Long walks through charming city neighborhoods are liberating after a few lockdown years in rural isolation. I won’t go into the crowded, maskless bar, so a delicious cocktail on a chilly, empty patio is good enough. Reason wins.
My mother gathers things and shares with everyone. This time a giant estate was being liquidated and, because she knows someone who knows someone, she took whatever she wanted. We got a bag of clothes, two rugs, books, and a lamp. She also grabbed a 2003 Pouilly-Fuissé for me, but is old white wine good? Guess we’ll find out.
She tends a dying cat and we watch a mangy fox weave through the backyard. Chicken soup and the Oscar slap, a walk in the wind dodging goose shit and flying sticks.
My father resists all technology, but was thrilled when we made YouTube happen on his television. He watched Albert Collins in Japan and old, live footage of Eric Dolphy.
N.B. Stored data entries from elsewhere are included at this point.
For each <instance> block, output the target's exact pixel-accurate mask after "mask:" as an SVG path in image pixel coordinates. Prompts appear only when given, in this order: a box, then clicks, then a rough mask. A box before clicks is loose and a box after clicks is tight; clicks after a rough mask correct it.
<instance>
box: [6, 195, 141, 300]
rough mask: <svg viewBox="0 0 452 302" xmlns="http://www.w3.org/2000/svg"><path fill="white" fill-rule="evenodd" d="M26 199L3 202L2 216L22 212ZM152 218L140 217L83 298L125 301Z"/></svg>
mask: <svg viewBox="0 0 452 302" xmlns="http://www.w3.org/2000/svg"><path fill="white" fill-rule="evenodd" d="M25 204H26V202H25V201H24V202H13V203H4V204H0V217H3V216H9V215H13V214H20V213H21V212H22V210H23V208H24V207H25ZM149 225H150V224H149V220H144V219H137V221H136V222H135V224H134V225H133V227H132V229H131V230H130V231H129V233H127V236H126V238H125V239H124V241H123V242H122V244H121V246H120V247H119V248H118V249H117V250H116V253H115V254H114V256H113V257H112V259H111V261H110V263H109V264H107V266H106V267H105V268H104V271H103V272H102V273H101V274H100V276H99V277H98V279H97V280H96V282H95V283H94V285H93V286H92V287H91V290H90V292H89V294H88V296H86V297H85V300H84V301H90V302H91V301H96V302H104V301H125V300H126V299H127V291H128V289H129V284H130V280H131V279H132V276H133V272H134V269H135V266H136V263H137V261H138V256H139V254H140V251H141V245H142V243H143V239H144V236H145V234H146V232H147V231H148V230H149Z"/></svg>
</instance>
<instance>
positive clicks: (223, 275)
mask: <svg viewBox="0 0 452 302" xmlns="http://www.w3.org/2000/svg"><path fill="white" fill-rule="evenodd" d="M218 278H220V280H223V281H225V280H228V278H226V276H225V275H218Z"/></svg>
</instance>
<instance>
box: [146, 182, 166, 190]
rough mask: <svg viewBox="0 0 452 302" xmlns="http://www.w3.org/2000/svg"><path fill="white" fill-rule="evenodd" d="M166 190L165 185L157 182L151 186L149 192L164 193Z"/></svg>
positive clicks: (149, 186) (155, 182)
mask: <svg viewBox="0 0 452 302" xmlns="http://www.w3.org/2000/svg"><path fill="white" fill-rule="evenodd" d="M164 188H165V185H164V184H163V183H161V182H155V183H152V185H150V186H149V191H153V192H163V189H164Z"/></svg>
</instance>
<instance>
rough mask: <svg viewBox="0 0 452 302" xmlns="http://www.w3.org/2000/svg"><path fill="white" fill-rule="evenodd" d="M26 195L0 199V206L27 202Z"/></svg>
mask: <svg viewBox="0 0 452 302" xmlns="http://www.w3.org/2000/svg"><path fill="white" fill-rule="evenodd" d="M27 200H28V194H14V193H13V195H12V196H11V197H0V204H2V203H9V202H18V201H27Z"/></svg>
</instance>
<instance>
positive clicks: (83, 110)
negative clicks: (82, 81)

I could barely speak to him for a few hours, he was “in the zone.” Crows sit on his balcony and stare at him through the glass, waiting for the peanuts that he throws to the squirrels. He talks to the animals, and himself. He’s drowning in books and I brought him more. Our love language.
Dad’s doctor calls to schedule his second booster. “Covid is everywhere.” Great.
My aunt (who is my age and more like a sister) has a brand new glass eye (I don’t think it’s actually glass) and it’s astonishing what people endure. The new eye looks like her other one and moves around in the same way. They attach it to muscles I think? (And now I’m getting dizzy and shouldn’t think about it anymore.) I met her new grandbaby and sort of remembered babies. It’s been a long time.
92-year-old great Aunt Bea in bright jewels and purple velvet. She has 365 decorative spoons. “You’ll have to come back for the spoon cleaning party.” She told us how, as a child, she “beat the shit” out of a boy who was teasing her younger sister. She has many bouquets but, with a wave of her hand, says, “I don’t know who brought the flowers, there’s so many.” She shuffles like a tiny, frail Tim Conway, but takes a daily walk and chastises the rest of us. “Have you taken your walk today?” She FaceTimes her granddaughter in Israel and shares photos on her giant phone. She can’t drive anymore and looks wistfully at the car in the carport. I hope they took her keys. I hope I got her genes.
Too much wine. Too much takeout. Never enough time.
The drive home is quiet. He drives, because he loves to and I don’t. I can’t parse my sadness, it’s like a sadness in a language I don’t speak. I’m so tired and my body complains. The old people are fading and we don’t care for our old people here, in America. The young people are trying but it’s hard, in plague-and-war-riddled times. The world energized me when I was young, now it feels exhausting. And sad.
At home, I miss my people. After a good sleep in a good bed, the back is better and the new day seems less sad, somehow. Spring will show up soon, I’ll go south again. They have given me hope, the young with their baby dreams, the old with their gifts, the older with spoons and purple velvet. We are, each of us, making it work, somehow. It’s good to be home.
Notes from a Road Trip
Reading this made me miss my family just a bit more. Thank you for sharing.